4. Il d.lgs. n. 38/2000 e la tutela del danno biologico
Il d.lgs. 23 febbraio 2000, n. 38 ha introdotto una disciplina innovativa per le prestazioni. Per le malattie professionali denunciate successivamente al 25 luglio 2000 (data di entrata in vigore del d.m. 12 luglio 2000), la tutela non è più ancorata alla capacità di produzione del reddito ma al danno biologico, definito come «la lesione all’integrità psicofisica, suscettibile di valutazione medico legale, della persona» (art. 13, comma 1).
Il sistema prevede:
- per menomazioni di grado pari o superiore al 6% e inferiore al 16%: un indennizzo in capitale, erogato in unica soluzione;
- per menomazioni di grado pari o superiore al 16%: una rendita, ripartita in due quote — una per il danno biologico e una per le conseguenze patrimoniali.
Come precisato dalla giurisprudenza di merito, la nuova disciplina «riguarda tutti gli infortuni sul lavoro e le malattie professionali denunciati successivamente al 25-07-2000» (Trib. Lav. Salerno, sent. n. 1606/2025; Trib. Lav. Frosinone, sent. n. 828/2025).
Nelle cause per malattie professionali non tabellate, la prova del nesso causale richiede un approccio istruttorio articolato.
La Cassazione ha precisato che il giudice, oltre a consentire all’assicurato di esperire i mezzi di prova ammissibili, «è tenuto a valutare le conclusioni probabilistiche del consulente tecnico in tema di nesso causale, facendo ricorso ad ogni iniziativa ex officio, diretta ad acquisire ulteriori elementi in relazione all’entità dell’esposizione del lavoratore ai fattori di rischio, potendosi desumere, con elevato grado di probabilità, la natura professionale della malattia dalla tipologia della lavorazione, dalle caratteristiche dei macchinari presenti nell’ambiente di lavoro, dalla durata della prestazione stessa, nonché dall’assenza di altri fattori causali extralavorativi alternativi o concorrenti» (Cass. civ., Sez. Lav., ord. n. 8773/2018).
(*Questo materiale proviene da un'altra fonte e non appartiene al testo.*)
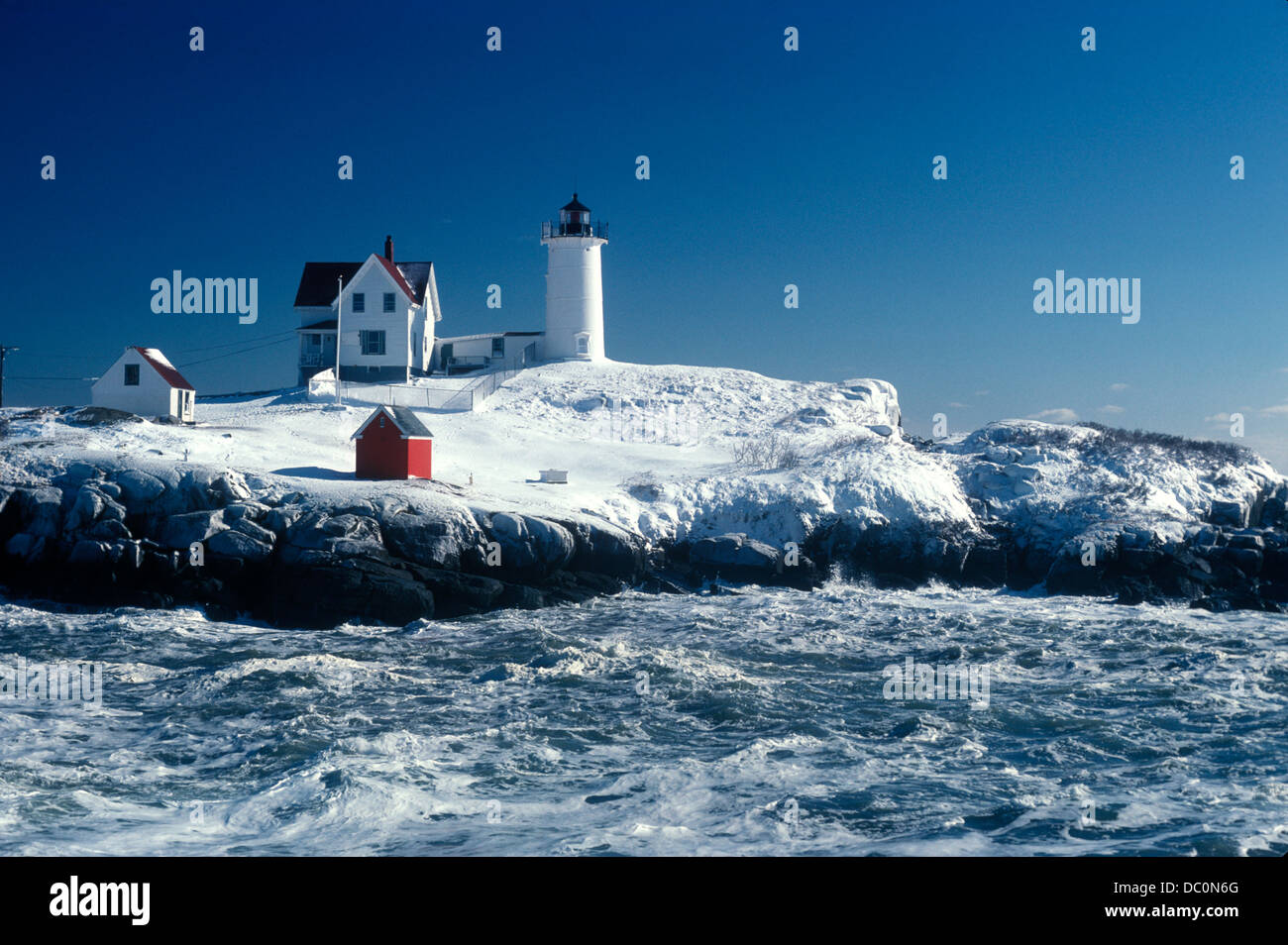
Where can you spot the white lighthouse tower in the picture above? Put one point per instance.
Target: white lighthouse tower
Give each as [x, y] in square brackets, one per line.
[575, 288]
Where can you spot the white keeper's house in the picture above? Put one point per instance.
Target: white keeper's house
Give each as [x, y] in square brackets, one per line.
[387, 313]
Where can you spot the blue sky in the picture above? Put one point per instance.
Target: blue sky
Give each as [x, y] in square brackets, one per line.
[767, 167]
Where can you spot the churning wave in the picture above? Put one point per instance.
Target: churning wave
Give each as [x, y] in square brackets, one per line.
[754, 722]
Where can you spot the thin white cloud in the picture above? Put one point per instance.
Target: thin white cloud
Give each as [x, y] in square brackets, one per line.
[1057, 415]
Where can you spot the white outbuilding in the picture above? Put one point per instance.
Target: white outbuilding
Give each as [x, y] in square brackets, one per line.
[142, 381]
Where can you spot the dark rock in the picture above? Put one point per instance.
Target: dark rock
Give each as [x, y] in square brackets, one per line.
[236, 542]
[1231, 514]
[437, 542]
[86, 551]
[181, 531]
[327, 592]
[138, 488]
[986, 566]
[320, 536]
[1248, 561]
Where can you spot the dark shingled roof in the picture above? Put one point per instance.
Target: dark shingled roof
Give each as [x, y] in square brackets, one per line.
[576, 205]
[403, 419]
[408, 422]
[317, 282]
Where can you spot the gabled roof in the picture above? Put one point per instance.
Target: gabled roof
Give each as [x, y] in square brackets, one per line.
[397, 277]
[576, 205]
[163, 368]
[407, 422]
[318, 282]
[318, 279]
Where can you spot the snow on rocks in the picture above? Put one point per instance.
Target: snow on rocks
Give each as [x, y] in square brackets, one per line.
[699, 471]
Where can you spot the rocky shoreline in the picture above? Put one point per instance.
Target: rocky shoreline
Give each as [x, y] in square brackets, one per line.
[236, 545]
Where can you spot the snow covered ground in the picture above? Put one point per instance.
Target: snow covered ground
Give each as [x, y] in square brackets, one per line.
[671, 451]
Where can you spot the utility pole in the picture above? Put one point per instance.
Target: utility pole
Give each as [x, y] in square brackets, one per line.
[4, 351]
[339, 312]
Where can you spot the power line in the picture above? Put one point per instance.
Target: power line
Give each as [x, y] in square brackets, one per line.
[4, 351]
[232, 355]
[54, 378]
[279, 335]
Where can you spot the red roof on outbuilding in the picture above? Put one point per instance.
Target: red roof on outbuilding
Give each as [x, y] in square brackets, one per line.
[163, 368]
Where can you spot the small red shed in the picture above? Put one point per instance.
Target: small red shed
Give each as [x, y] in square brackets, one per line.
[393, 445]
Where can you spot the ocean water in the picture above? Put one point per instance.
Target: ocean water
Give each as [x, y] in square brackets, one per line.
[746, 724]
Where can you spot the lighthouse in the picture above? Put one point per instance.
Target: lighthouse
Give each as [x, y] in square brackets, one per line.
[575, 288]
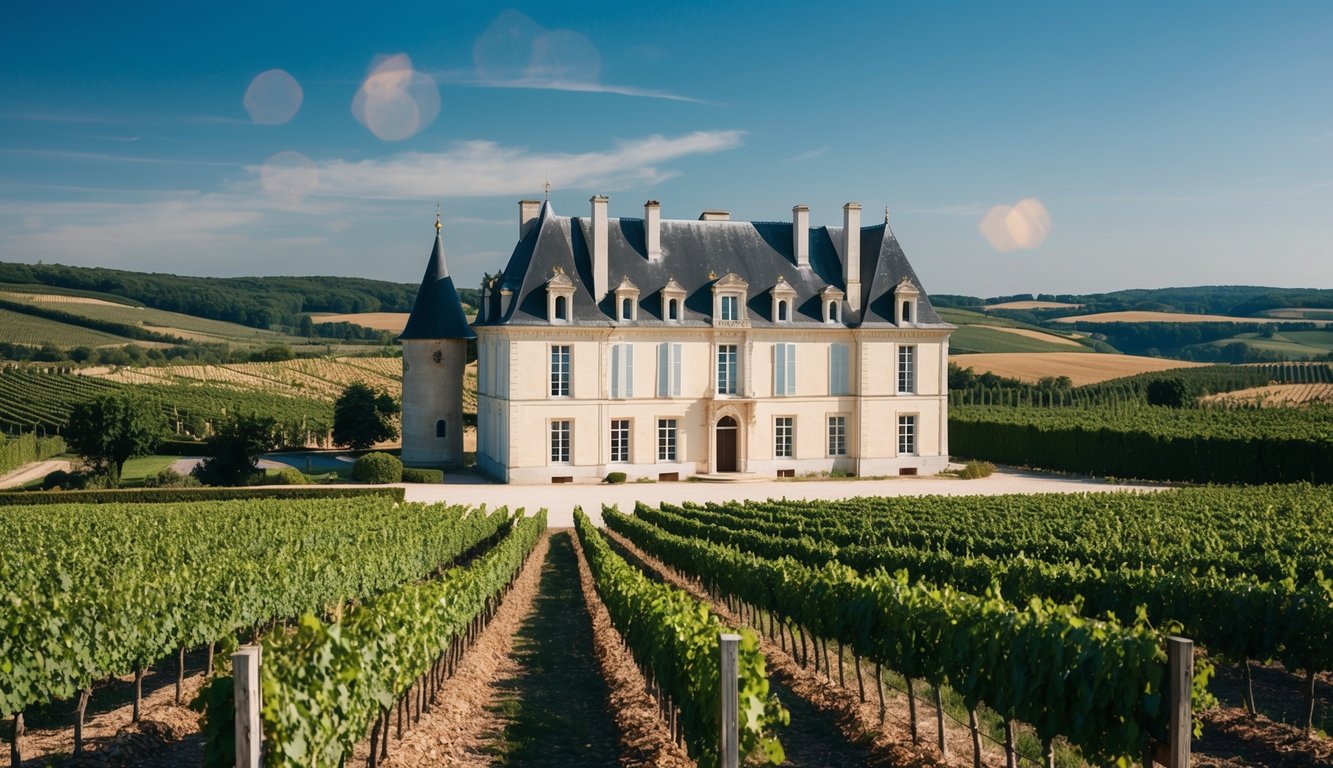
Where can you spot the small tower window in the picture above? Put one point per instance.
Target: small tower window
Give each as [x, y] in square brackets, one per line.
[627, 302]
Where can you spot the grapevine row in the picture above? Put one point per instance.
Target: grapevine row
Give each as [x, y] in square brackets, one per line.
[677, 639]
[1096, 683]
[327, 682]
[99, 591]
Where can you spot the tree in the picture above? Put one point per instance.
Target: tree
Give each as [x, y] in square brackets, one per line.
[364, 416]
[109, 430]
[233, 450]
[1172, 392]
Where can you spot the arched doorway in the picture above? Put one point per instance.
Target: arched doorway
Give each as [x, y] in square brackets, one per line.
[727, 438]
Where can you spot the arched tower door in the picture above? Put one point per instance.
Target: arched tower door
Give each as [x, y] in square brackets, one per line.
[727, 439]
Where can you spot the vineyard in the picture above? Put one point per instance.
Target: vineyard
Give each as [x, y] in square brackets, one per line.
[1009, 627]
[1111, 428]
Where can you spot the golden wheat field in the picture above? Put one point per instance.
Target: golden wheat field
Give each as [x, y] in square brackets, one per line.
[1276, 395]
[1080, 367]
[392, 322]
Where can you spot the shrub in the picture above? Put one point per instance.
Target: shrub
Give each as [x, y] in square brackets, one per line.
[169, 478]
[419, 475]
[973, 470]
[377, 468]
[287, 476]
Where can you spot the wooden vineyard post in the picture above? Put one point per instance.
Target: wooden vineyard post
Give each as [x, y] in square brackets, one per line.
[249, 734]
[1180, 667]
[729, 748]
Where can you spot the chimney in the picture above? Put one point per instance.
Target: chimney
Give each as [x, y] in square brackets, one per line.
[801, 235]
[528, 211]
[653, 231]
[600, 267]
[852, 254]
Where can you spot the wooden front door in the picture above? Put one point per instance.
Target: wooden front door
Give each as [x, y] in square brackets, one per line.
[727, 444]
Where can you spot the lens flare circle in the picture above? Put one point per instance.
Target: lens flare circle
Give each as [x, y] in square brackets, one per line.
[288, 176]
[1019, 227]
[395, 102]
[273, 98]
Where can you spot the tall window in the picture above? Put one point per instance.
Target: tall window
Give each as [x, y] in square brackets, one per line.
[837, 435]
[665, 439]
[907, 435]
[907, 370]
[840, 380]
[731, 307]
[668, 370]
[621, 370]
[560, 442]
[784, 370]
[784, 430]
[620, 440]
[727, 364]
[559, 370]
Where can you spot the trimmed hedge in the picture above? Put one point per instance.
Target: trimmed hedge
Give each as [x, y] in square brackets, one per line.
[183, 495]
[377, 468]
[27, 448]
[420, 475]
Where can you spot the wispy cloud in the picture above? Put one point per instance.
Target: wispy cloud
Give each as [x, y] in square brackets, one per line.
[105, 158]
[553, 84]
[485, 168]
[809, 155]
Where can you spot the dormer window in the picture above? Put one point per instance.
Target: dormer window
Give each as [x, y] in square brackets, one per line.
[905, 296]
[627, 302]
[673, 302]
[729, 302]
[560, 296]
[832, 302]
[783, 298]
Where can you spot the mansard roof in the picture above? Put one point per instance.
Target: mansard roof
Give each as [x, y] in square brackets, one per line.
[695, 254]
[437, 312]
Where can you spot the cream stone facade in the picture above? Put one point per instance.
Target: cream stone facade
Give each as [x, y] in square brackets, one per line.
[669, 348]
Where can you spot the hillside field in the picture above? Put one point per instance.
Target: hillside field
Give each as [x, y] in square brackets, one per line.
[1081, 368]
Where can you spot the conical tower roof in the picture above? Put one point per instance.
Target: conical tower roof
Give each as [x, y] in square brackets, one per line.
[437, 312]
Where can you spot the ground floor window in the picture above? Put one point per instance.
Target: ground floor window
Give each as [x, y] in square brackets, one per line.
[620, 440]
[837, 435]
[784, 428]
[907, 435]
[665, 439]
[560, 431]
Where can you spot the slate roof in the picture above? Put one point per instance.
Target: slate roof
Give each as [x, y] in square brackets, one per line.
[696, 255]
[437, 312]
Sul piano probatorio, la giurisprudenza di merito evidenzia l’importanza di documenti quali il Documento di Valutazione dei Rischi, il Piano Sanitario e la Cartella Sanitaria del lavoratore, la cui assenza può risultare ostativa al riconoscimento dell’origine professionale (Trib. Lav. Santa Maria Capua Vetere, sent. n. 2443/2024). È altresì cruciale la prova testimoniale per dimostrare le concrete modalità di svolgimento delle mansioni, la durata e l’intensità dell’esposizione al rischio.
Va infine segnalato che il riconoscimento amministrativo della malattia professionale da parte dell’INAIL non costituisce prova del nesso causale ai fini della tutela risarcitoria del danno biologico differenziale ex art. 2087 c.c.: in tale ambito, trattandosi di malattia non tabellata, «non opera alcuna presunzione neppure relativa, sicché l’onere probatorio della sussistenza del nesso causale grava pur sempre sul lavoratore ex art. 2697 c.c.» (Cass. civ., Sez. Lav., ord. n. 1500/2024).